Taking their cue from the humble leaf, researchers have used microscopic folds on the surface of photovoltaic material to significantly increase the power output of flexible, low-cost solar cells.
The team, led by scientists from Princeton University, reported online April 22 in the journal Nature Photonics that the folds resulted in a 47 percent increase in electricity generation. Yueh-Lin (Lynn) Loo, the principal investigator, said the finely calibrated folds on the surface of the panels channel light waves and increase the photovoltaic material’s exposure to light.
“On a flat surface, the light either is absorbed or it bounces back,” said Loo, a professor of chemical and biological engineering at Princeton. “By adding these curves, we create a kind of wave guide. And that leads to a greater chance of the light’s being absorbed.”

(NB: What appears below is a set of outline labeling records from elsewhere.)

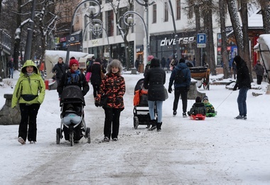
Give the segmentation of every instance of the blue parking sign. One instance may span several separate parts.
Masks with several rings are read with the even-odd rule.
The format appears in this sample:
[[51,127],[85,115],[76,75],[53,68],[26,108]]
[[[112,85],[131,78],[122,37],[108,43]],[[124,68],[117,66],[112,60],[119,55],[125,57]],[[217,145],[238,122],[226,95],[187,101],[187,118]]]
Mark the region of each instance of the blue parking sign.
[[197,34],[197,48],[206,47],[206,35],[205,33]]

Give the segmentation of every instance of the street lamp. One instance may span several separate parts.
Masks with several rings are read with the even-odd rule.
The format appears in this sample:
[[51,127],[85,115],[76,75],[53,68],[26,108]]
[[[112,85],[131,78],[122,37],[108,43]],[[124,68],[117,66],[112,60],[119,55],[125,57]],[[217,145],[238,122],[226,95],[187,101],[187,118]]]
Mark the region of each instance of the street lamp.
[[108,33],[107,33],[107,30],[103,27],[102,21],[100,21],[99,19],[95,18],[95,19],[92,19],[89,23],[87,23],[85,26],[85,29],[84,29],[83,33],[82,33],[82,39],[85,38],[85,31],[87,30],[88,25],[90,25],[90,30],[94,36],[99,36],[102,33],[102,30],[104,30],[105,31],[107,39],[108,41],[108,46],[109,46],[109,57],[111,57],[111,52],[110,52],[110,49],[109,49]]
[[178,36],[177,35],[177,32],[176,32],[176,20],[174,19],[173,5],[171,4],[171,0],[165,0],[165,1],[168,1],[167,3],[168,3],[168,4],[170,6],[171,18],[173,19],[173,29],[174,29],[174,38],[175,38],[175,41],[176,41],[176,54],[177,54],[177,56],[176,58],[178,57],[180,58],[181,57],[181,53],[180,52],[180,48],[179,48],[179,39],[178,39]]
[[[154,4],[156,2],[154,1],[151,1],[151,0],[136,0],[136,1],[141,6],[143,6],[145,7],[144,11],[146,14],[146,28],[148,28],[148,7],[149,6],[151,6],[152,4]],[[146,65],[147,63],[147,56],[150,55],[150,46],[149,46],[149,43],[148,42],[149,38],[148,38],[148,33],[147,32],[146,34],[146,41],[147,41],[147,51],[144,54],[144,63]],[[146,47],[146,46],[144,46],[144,47]]]
[[[77,5],[75,10],[74,11],[74,13],[72,15],[72,18],[71,19],[70,36],[71,36],[71,34],[73,31],[74,18],[75,16],[77,11],[82,4],[87,3],[87,2],[93,2],[96,5],[96,6],[97,6],[97,8],[98,8],[97,11],[96,11],[96,7],[94,6],[90,6],[88,8],[87,11],[90,14],[92,18],[97,16],[100,13],[101,6],[100,6],[99,3],[97,0],[85,0],[85,1],[82,1],[82,2],[80,2],[78,5]],[[70,51],[70,46],[68,45],[67,56],[65,57],[65,63],[67,65],[68,64],[68,61],[69,61]]]
[[[137,12],[136,12],[134,11],[128,11],[126,13],[124,14],[123,17],[124,17],[124,24],[126,24],[126,26],[128,26],[129,27],[132,27],[132,26],[134,26],[136,25],[136,23],[134,23],[134,18],[132,16],[131,16],[130,14],[137,15],[139,18],[141,18],[141,21],[144,23],[144,29],[145,29],[145,31],[146,31],[146,48],[147,48],[147,50],[146,51],[146,58],[147,58],[147,56],[150,55],[150,47],[149,47],[149,41],[148,41],[147,26],[146,25],[146,23],[144,22],[144,18],[141,16],[141,15],[139,14]],[[128,16],[128,17],[126,17],[126,16]]]

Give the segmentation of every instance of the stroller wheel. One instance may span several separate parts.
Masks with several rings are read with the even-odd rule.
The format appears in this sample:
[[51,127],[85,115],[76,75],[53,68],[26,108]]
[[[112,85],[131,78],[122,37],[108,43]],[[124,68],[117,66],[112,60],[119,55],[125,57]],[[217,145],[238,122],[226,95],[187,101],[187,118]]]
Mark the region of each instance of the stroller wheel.
[[133,122],[134,122],[133,125],[134,125],[134,129],[137,129],[138,126],[139,126],[139,119],[138,119],[138,117],[134,116],[134,117],[133,118]]
[[74,145],[74,132],[70,132],[70,147],[72,147]]
[[61,130],[60,128],[56,129],[56,144],[60,144],[60,139],[61,138]]
[[85,135],[86,135],[86,137],[87,137],[87,143],[91,143],[90,128],[90,127],[86,128]]

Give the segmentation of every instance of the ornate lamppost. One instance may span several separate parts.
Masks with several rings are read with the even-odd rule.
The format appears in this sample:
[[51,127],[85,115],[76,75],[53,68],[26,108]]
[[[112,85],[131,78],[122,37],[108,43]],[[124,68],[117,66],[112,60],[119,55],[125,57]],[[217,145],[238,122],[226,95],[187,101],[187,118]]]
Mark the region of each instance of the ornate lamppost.
[[[70,23],[70,36],[71,36],[71,34],[73,31],[73,24],[74,24],[74,18],[75,16],[75,14],[76,14],[76,12],[77,11],[77,9],[79,9],[79,7],[85,4],[85,3],[87,3],[87,2],[92,2],[94,3],[96,6],[97,6],[98,8],[98,10],[97,11],[96,11],[96,7],[94,6],[89,6],[88,8],[88,13],[90,14],[90,16],[92,18],[94,18],[94,17],[97,16],[99,14],[100,14],[100,11],[101,11],[101,6],[100,6],[100,4],[98,2],[98,1],[97,0],[85,0],[85,1],[82,1],[82,2],[80,2],[75,8],[75,10],[74,11],[74,13],[73,13],[73,15],[72,15],[72,18],[71,19],[71,23]],[[68,61],[69,61],[69,58],[70,58],[70,46],[68,46],[68,48],[67,48],[67,56],[65,57],[65,63],[66,64],[68,64]]]
[[[144,11],[146,14],[146,24],[144,23],[144,23],[145,25],[145,27],[146,28],[148,28],[148,7],[153,4],[155,4],[156,2],[154,1],[151,1],[151,0],[136,0],[136,1],[141,6],[144,6]],[[138,14],[137,14],[138,15]],[[143,19],[143,18],[141,18]],[[146,42],[147,42],[147,46],[146,44],[145,44],[145,46],[144,46],[144,47],[147,47],[147,50],[146,50],[146,52],[144,52],[144,63],[146,64],[147,63],[147,56],[148,55],[150,55],[150,47],[149,47],[149,43],[148,43],[148,40],[149,40],[149,38],[148,38],[148,32],[147,31],[147,33],[146,33]]]
[[[107,39],[108,41],[108,46],[109,46],[108,33],[107,33],[107,30],[103,26],[102,21],[99,19],[96,19],[96,18],[92,19],[89,23],[87,23],[85,26],[85,29],[82,33],[82,38],[85,37],[85,33],[88,25],[90,25],[90,31],[94,36],[99,36],[102,33],[102,30],[104,30],[106,33]],[[111,57],[111,52],[110,52],[109,48],[109,57]]]

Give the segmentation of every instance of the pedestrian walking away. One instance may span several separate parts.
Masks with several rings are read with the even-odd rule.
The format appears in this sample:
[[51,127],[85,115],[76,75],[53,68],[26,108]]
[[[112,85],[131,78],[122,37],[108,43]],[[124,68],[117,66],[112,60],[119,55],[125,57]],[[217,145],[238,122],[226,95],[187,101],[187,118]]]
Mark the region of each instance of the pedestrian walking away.
[[15,65],[14,65],[14,62],[13,61],[13,58],[11,58],[9,63],[8,63],[8,67],[9,67],[9,78],[13,78],[13,73],[14,73],[14,67],[15,67]]
[[237,75],[233,90],[236,90],[237,88],[239,90],[237,97],[239,115],[234,119],[247,120],[247,93],[251,88],[249,68],[247,63],[239,56],[236,56],[234,61],[237,68]]
[[[77,85],[82,92],[82,95],[85,95],[89,91],[89,84],[86,80],[85,76],[83,73],[81,73],[79,68],[79,62],[76,59],[71,59],[70,60],[70,69],[66,73],[62,76],[60,84],[57,87],[57,91],[61,98],[61,95],[64,90],[64,88],[68,85]],[[63,100],[60,99],[60,100]],[[77,105],[73,107],[73,110],[75,110],[76,112],[80,112],[82,111],[81,105]],[[82,123],[80,123],[80,126],[77,126],[74,128],[75,132],[76,132],[76,138],[74,138],[75,142],[78,142],[78,141],[83,136],[82,133],[81,127],[82,127]],[[67,130],[67,127],[63,127],[64,133],[69,133]],[[69,136],[65,135],[65,138],[69,138]]]
[[90,81],[93,87],[94,98],[97,97],[97,94],[99,90],[100,84],[102,80],[101,73],[106,73],[106,70],[103,68],[101,62],[100,58],[97,58],[87,70],[87,72],[92,73]]
[[173,116],[176,116],[177,114],[179,98],[180,95],[181,95],[183,117],[187,117],[188,92],[190,90],[190,70],[185,63],[185,59],[180,58],[179,60],[179,63],[174,68],[171,74],[168,88],[168,92],[171,93],[173,91],[172,85],[174,84]]
[[257,60],[257,63],[255,65],[254,68],[253,68],[253,70],[255,71],[256,73],[256,76],[257,78],[257,84],[261,85],[265,70],[264,70],[264,66],[261,64],[260,60]]
[[20,78],[12,96],[11,108],[18,102],[21,110],[21,122],[18,127],[18,141],[26,144],[36,143],[37,134],[36,117],[45,97],[45,83],[33,61],[28,60],[21,68]]
[[[154,130],[156,128],[158,132],[161,131],[162,105],[166,100],[164,91],[166,76],[165,71],[161,68],[159,59],[153,58],[150,69],[145,73],[144,80],[144,87],[148,89],[147,100],[151,118],[149,125],[152,125],[149,130]],[[158,115],[157,121],[155,117],[155,105]]]
[[68,70],[68,66],[63,63],[63,58],[59,57],[58,62],[53,67],[52,72],[55,75],[55,80],[58,85],[61,81],[62,76],[65,74]]
[[95,100],[96,107],[99,106],[102,96],[107,97],[107,102],[102,105],[105,112],[104,124],[104,139],[102,142],[118,140],[120,125],[120,114],[124,110],[124,95],[126,84],[121,73],[123,67],[118,60],[112,60],[107,67],[106,78],[102,80]]

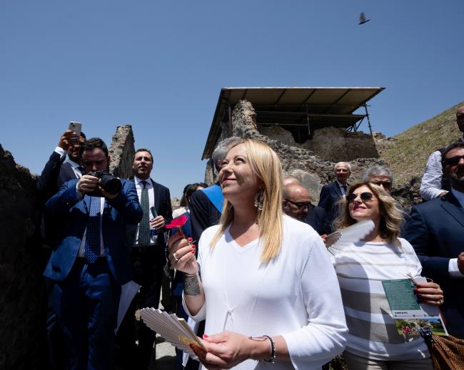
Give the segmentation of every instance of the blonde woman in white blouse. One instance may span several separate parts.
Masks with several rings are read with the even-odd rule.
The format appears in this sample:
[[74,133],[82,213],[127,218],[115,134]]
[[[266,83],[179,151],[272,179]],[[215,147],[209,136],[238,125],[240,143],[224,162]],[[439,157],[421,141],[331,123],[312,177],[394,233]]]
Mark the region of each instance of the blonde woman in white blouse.
[[330,258],[310,226],[283,215],[281,171],[268,145],[238,141],[219,175],[220,224],[201,235],[198,260],[181,236],[168,241],[186,311],[206,320],[208,351],[193,349],[208,369],[321,369],[345,346]]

The research team’s work involves photovoltaic systems made of relatively cheap plastic. Current solar panels are typically made of silicon, which is both more brittle and more expensive than plastics. So far, plastic panels have not been practical for widespread use because their energy production has been too low. But researchers have been working to increase that efficiency with the goal of creating a cheap, tough and flexible source of solar power.

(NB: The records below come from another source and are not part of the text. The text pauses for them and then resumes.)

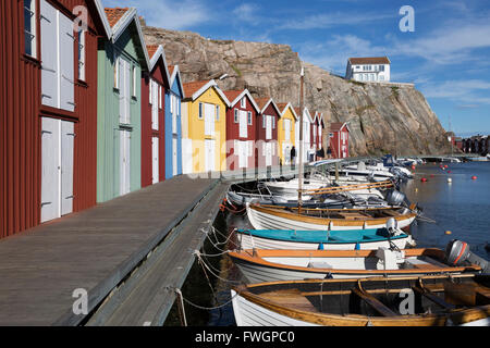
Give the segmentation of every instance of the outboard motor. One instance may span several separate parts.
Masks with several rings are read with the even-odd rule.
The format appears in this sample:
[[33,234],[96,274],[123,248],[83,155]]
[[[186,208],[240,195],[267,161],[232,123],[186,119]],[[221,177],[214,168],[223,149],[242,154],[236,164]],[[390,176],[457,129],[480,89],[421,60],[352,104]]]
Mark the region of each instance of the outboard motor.
[[462,265],[465,262],[477,264],[481,268],[481,273],[490,274],[490,262],[469,251],[467,243],[454,239],[445,248],[446,263],[450,265]]
[[390,206],[402,206],[405,199],[406,195],[396,189],[389,191],[385,198],[387,203]]

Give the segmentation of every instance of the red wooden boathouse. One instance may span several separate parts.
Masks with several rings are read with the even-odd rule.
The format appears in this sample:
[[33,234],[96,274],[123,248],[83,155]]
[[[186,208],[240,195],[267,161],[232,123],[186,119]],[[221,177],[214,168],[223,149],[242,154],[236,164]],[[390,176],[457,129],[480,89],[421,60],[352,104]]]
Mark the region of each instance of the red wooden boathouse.
[[99,0],[0,7],[0,237],[96,204]]

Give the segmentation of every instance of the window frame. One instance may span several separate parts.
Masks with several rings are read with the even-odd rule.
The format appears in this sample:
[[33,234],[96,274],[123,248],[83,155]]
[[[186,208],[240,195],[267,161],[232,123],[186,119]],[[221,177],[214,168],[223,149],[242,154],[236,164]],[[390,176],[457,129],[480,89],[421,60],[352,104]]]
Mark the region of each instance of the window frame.
[[[37,52],[37,7],[36,7],[36,0],[30,0],[30,8],[27,9],[25,5],[26,0],[23,0],[23,9],[24,9],[24,54],[32,57],[34,59],[38,58]],[[25,23],[25,14],[26,11],[30,13],[30,32],[26,29],[26,23]],[[30,53],[27,52],[26,47],[26,36],[30,36]]]
[[78,30],[78,79],[86,80],[86,33],[85,30]]

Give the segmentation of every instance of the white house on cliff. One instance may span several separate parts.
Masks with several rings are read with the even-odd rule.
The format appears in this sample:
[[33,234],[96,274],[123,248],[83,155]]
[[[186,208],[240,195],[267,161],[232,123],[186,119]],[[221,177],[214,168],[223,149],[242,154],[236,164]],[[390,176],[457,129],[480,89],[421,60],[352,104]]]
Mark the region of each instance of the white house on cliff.
[[358,82],[390,82],[390,60],[388,57],[350,58],[346,79]]

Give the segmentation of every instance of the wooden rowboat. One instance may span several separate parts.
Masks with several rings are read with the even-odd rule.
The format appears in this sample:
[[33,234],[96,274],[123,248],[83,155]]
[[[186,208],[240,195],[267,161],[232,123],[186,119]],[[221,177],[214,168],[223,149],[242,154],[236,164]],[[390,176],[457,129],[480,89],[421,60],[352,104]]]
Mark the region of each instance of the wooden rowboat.
[[395,220],[400,228],[408,227],[417,213],[406,208],[301,209],[247,203],[247,216],[256,229],[348,231],[385,228]]
[[229,253],[249,283],[433,275],[479,272],[476,264],[451,266],[440,249],[235,250]]
[[290,281],[231,290],[238,326],[489,326],[489,275]]
[[241,249],[377,250],[392,245],[405,249],[415,243],[402,231],[387,228],[351,231],[237,229]]

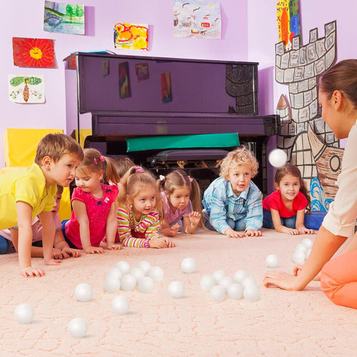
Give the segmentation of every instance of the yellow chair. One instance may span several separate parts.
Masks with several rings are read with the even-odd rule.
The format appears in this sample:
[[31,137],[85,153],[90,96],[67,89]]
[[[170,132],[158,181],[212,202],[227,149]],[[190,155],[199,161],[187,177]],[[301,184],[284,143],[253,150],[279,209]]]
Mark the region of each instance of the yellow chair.
[[[16,166],[29,166],[34,164],[37,145],[48,134],[63,133],[61,129],[7,129],[4,137],[4,174]],[[59,215],[61,220],[71,217],[71,197],[69,188],[64,187]]]

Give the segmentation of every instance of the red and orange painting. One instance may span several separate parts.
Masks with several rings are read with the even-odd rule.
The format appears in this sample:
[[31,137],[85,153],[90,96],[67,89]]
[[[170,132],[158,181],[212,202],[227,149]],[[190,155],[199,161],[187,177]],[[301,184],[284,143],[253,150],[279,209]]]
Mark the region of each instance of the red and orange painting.
[[12,51],[15,66],[56,68],[54,40],[13,37]]

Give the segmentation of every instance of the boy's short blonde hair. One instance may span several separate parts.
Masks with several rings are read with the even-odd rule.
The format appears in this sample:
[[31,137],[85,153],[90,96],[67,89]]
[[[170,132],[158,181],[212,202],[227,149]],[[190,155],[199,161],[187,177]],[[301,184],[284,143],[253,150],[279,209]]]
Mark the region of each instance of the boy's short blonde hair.
[[221,161],[219,176],[228,180],[229,170],[240,166],[249,166],[251,170],[252,177],[254,177],[258,174],[259,164],[253,153],[245,146],[240,146],[227,154],[226,157]]
[[41,165],[45,156],[49,156],[54,162],[67,154],[73,154],[83,160],[83,150],[71,136],[61,133],[49,134],[44,136],[37,146],[35,163]]

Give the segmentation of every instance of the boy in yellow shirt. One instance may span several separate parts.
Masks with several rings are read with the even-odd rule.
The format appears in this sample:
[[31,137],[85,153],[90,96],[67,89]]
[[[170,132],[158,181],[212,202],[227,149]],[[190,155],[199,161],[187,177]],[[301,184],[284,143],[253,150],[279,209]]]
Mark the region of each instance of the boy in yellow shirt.
[[44,271],[31,265],[32,220],[42,225],[44,258],[46,265],[59,265],[52,258],[55,224],[52,215],[57,187],[69,186],[83,150],[71,136],[47,134],[39,142],[35,163],[0,175],[0,229],[19,227],[19,262],[24,276],[42,276]]

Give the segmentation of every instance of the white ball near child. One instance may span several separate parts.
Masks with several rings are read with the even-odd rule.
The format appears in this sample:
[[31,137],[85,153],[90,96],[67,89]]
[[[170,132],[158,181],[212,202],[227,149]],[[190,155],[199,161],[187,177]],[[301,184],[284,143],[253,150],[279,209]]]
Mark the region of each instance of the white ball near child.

If researchers can increase the plastic panels’ efficiency, the material could produce power from an array of surfaces from inserts in window panels to overlays on exterior walls or backpacks.
“It is flexible, bendable, light weight and low cost,” Loo said.
In most cases, researchers have focused on increasing the efficiency of the plastic photovoltaic material itself. Recent developments have been promising: a team from UCLA recently announced a system with a 10.6 percent efficiency. That approaches the 10 to 15 percent level seen as the target for commercial development.